I'm sure it works for some people, but not me.
I'm sure it works for some people, but not me.
The new v0.8 adds a BG queue specifically to deal with the issue of stalling when some sites fail. There was a system to do this in the past, but it was imperfect and mostly optimized for the docker setup where a scheduler is running `archivebox update` every few hours to retry failed URLs.
Site compability is much improved with the new BETA, but it's a perpetual cat and mouse game to fix specific sites, which is why we think the new plugin system is the way forward. It's just not sustainable for a single company (really just me right now) to maintain hundreds of workarounds for each individual site. I'm also discussing with the Webrecorder and Archive.org teams how we can to share these site-specific workarounds as cross-compatible plugins (aka "behaviors") between our various software.
> it quietly leaks everything you archive to archive.org by default
It's prominently mentioned many times (at least 4) on our homepage that this is the default, and archiving public-only sites (which are already fair game for Archive.org) is a default for good reason. Archiving private content requires several important changes and security considerations. More context: https://news.ycombinator.com/item?id=26866689
Sending everything to archive.org is bad default value and it erodes a certain level of trust in the project. Requiring "several important changes and security considerations" just makes a non-starter. The default settings should be "safe" for the default user, because as you mentioned in that post, 90% of users are never going to change them. Users should be able to run it locally and archive data without worrying about security issues, unless you only want experts to be able to use your software.
Also a contradiction between your statement and your blogpost, someone saving their photos isn't going to be want to worry about whether they configured your tool correctly or leaking all the group logs or grandma's photos.
>It's prominently mentioned many times (at least 4) on our homepage that this is the default, and archiving public-only sites (which are already fair game for Archive.org) is a default for good reason.
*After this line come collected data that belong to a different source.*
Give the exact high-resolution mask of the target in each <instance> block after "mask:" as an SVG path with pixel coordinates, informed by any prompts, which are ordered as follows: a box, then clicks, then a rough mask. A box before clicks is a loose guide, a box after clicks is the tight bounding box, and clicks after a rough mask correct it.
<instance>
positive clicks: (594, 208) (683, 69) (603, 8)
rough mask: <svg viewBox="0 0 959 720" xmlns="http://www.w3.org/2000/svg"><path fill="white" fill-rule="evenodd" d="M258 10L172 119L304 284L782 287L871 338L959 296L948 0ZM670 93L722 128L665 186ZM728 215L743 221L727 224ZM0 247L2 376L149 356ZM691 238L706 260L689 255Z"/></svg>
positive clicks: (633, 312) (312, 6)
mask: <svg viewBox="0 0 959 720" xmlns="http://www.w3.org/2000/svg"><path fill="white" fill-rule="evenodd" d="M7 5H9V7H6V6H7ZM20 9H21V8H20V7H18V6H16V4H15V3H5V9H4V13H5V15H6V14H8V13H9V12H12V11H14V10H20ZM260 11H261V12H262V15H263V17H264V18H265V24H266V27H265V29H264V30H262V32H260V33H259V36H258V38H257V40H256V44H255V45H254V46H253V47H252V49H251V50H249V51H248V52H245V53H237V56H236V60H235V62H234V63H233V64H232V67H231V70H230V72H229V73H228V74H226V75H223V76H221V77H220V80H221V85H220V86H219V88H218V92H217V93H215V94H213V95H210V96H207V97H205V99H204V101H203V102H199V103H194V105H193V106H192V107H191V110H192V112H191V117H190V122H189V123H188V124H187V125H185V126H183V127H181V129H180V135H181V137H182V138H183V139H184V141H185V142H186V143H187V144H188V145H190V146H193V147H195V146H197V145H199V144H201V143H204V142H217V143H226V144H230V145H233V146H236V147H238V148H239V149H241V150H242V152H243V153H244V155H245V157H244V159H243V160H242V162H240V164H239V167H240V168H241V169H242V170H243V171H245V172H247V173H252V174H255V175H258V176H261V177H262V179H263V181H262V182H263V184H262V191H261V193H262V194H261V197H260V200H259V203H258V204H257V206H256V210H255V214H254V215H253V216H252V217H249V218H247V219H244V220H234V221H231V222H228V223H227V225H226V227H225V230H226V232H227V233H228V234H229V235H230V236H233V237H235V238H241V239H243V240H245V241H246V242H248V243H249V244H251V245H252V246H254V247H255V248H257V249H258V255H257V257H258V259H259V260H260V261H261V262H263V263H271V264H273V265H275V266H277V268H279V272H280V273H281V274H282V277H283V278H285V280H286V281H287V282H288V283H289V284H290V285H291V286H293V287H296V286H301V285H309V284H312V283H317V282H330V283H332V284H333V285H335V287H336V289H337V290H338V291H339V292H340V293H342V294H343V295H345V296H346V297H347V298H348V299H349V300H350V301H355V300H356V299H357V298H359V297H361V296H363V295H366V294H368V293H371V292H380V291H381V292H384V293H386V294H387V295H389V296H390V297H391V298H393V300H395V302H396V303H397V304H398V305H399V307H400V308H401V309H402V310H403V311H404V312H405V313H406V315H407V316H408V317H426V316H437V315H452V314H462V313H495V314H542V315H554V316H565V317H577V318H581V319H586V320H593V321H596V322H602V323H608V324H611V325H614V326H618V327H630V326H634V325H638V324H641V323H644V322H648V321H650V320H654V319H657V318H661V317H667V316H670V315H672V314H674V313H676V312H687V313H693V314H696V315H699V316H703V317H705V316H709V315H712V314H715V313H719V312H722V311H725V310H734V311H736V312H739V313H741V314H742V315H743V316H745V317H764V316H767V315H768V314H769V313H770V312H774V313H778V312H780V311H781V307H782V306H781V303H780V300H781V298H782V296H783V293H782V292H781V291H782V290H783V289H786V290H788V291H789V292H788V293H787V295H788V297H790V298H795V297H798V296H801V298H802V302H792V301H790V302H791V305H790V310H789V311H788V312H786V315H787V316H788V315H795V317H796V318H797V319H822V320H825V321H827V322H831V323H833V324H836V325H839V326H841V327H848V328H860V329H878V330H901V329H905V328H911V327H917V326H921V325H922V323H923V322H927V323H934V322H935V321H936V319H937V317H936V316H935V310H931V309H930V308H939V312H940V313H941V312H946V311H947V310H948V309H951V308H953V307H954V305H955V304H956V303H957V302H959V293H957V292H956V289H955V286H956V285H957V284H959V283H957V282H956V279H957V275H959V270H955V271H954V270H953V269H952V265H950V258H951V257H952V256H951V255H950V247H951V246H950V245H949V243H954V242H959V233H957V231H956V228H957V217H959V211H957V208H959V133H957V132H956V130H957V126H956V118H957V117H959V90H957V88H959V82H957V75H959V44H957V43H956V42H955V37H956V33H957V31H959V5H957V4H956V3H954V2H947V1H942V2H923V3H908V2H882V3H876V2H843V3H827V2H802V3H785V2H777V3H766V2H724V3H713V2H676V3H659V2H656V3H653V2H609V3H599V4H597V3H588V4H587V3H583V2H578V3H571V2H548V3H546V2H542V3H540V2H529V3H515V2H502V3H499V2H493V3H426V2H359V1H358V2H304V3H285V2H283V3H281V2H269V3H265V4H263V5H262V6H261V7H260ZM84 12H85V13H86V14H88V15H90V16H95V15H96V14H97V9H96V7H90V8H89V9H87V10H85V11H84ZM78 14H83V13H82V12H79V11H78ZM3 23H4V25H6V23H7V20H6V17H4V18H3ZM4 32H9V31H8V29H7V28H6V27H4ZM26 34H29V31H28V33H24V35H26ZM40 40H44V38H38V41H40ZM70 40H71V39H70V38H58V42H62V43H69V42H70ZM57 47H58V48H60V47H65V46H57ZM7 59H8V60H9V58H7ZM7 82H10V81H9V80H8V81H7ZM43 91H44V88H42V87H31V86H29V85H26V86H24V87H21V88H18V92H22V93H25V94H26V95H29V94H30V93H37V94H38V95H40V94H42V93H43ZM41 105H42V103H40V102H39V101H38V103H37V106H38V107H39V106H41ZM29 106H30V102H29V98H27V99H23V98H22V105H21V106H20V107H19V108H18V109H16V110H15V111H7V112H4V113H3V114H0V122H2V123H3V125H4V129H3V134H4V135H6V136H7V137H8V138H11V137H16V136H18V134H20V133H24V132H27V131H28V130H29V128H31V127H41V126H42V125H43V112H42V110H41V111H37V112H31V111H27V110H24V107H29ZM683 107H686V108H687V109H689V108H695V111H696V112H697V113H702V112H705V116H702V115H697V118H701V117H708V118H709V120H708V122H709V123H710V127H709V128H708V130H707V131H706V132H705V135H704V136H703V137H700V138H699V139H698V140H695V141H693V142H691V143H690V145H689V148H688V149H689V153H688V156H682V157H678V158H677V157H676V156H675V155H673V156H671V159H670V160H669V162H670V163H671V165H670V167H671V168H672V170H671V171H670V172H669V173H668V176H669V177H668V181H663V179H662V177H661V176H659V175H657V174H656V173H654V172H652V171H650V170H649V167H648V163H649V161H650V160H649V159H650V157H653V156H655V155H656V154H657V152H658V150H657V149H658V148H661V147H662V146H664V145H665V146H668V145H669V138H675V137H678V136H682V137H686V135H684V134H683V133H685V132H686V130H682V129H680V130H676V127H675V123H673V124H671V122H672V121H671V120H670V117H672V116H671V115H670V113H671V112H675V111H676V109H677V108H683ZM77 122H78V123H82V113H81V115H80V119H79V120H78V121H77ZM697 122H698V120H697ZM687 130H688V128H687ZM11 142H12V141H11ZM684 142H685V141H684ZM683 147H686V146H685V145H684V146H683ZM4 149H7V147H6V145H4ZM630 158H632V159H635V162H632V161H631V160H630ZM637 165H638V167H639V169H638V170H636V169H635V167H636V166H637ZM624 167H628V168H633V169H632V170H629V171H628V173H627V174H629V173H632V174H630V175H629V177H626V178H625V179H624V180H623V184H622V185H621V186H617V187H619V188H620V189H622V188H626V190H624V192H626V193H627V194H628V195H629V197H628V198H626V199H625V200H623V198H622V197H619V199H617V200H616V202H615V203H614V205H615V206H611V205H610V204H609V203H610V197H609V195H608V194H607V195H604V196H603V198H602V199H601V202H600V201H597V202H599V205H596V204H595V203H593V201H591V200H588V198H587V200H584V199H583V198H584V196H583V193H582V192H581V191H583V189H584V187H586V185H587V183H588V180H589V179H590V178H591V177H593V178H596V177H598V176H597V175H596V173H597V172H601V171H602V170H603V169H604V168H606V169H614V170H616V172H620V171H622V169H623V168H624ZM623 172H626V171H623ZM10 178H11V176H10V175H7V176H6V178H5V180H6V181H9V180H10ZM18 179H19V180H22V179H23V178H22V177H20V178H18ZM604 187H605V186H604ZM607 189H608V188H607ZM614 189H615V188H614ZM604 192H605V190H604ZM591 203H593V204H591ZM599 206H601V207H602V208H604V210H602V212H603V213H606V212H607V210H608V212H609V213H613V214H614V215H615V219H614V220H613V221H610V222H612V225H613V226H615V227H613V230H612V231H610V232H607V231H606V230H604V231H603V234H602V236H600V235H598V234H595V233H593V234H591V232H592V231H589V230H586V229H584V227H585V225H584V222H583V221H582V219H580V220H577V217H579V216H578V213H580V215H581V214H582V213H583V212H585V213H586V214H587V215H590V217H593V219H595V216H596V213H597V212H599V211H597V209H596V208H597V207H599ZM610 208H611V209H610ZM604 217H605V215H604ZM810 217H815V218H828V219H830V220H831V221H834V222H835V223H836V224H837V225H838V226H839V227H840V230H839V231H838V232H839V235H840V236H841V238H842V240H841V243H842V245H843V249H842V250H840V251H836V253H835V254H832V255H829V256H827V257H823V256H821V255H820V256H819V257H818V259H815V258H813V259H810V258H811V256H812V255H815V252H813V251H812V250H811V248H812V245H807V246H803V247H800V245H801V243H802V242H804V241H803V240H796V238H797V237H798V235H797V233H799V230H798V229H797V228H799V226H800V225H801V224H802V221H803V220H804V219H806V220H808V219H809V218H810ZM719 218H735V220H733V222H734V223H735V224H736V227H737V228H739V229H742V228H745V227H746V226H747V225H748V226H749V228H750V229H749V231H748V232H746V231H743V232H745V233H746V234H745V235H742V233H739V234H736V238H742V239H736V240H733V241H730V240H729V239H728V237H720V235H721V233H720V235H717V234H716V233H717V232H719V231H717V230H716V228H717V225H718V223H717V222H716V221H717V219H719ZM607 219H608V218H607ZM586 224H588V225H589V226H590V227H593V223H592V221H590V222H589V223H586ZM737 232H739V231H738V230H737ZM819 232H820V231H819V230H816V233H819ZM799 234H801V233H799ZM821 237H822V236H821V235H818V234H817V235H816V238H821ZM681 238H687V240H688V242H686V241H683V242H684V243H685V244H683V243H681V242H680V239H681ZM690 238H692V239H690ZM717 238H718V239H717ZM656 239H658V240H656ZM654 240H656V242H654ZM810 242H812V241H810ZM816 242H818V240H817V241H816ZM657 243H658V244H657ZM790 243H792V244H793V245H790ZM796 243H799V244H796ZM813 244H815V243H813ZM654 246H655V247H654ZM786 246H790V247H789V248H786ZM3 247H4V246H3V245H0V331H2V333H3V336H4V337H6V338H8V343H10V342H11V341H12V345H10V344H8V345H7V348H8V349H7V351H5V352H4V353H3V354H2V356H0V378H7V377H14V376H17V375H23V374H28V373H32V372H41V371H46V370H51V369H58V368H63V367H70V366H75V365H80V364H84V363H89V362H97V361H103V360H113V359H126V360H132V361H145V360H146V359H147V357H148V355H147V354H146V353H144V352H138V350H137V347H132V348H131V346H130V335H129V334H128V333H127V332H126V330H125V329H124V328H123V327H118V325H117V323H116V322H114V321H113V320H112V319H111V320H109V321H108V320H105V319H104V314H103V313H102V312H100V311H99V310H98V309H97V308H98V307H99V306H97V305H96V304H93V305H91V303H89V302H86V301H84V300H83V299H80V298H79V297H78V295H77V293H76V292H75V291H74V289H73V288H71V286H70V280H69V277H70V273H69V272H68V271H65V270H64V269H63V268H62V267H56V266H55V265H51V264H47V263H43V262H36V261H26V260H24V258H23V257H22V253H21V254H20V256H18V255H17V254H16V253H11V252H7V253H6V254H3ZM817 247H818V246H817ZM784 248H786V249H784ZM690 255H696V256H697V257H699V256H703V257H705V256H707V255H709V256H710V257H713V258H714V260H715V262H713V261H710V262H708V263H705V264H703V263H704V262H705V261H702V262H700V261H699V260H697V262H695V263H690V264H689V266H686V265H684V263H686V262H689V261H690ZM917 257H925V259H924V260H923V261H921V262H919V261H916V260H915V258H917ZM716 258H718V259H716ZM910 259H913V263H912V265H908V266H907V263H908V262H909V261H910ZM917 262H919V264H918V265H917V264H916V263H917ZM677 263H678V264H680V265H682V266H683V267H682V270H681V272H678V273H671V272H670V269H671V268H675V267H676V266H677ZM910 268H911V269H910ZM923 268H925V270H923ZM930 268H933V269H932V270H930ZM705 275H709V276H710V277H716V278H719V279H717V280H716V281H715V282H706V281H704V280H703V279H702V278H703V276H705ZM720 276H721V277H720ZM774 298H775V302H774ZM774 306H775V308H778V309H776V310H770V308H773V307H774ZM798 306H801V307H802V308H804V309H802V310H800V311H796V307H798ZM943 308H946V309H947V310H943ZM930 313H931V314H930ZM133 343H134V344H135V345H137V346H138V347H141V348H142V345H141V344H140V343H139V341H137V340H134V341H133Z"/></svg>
Archiving private content requires several important changes and security considerations. More context
> Who cares about saving stuff?
> All of us have content that we care about, that we want to see preserved, but privately:
> families might want to preserve their photo albums off Facebook, Flickr, Instagram
> individuals might want to save their bookmarks, social feeds, or chats from Signal/Discord
> companies might want to save their internal documents, old sites, competitor analyses, etc.
I want the project to do well but it really needs to be secure by default.
I 100% agree, but because private archiving is doable but NOT 100% safe yet I cant make that mode the default. The difficult reality currently is that archiving anything non-public is not simple to make safe.
Every capture will contain reflected session cookies, usernames, and PII, and other sensitive content. People don't understand that this means if they share a snapshot of one page they're potentially leaking their login credentials for an entire site.
It is possible to do safely, and we provide ways to achieve that that I'm constantly working on improving, but until it's easy and straightforward and doesn't require any user education on security implications, I cant make it the default.
The goal is to get it to the point where it CAN be the default, but I'm still at least 6mo away from that point. Check out the archivebox/sessions dir in the source code for a look at the development happening here.
Until then, it requires some user education and setting up a dedicated chrome profile + cookies + tweaking config to do. (as an intentional barrier to entry for private archiving)
I can see why you would want such a tool, but it seems like a direct divergence from the core goal of the existing codebase.
> And that was this week's newsletter! Congratulation for reading to the bottom, dear 198.51.100.1.
Even if the archivebox instance noted its own IP to do a search-and-replace like s|198\.51\.100\.1|XXX.XXX.XXX.XXX| on the snapshot it is about to create, it's possible to craft a response that obscures the presence of the information, such as by encoding the IP like this: MTk4LjUxLjEwMC4xCg==. I.e. steganography (https://en.wikipedia.org/wiki/Steganography).
Being able to anonymize archives before sharing them is something I would find interesting, but I don't think you can beat steganography, so I'm wondering what exactly you mean you plan to do.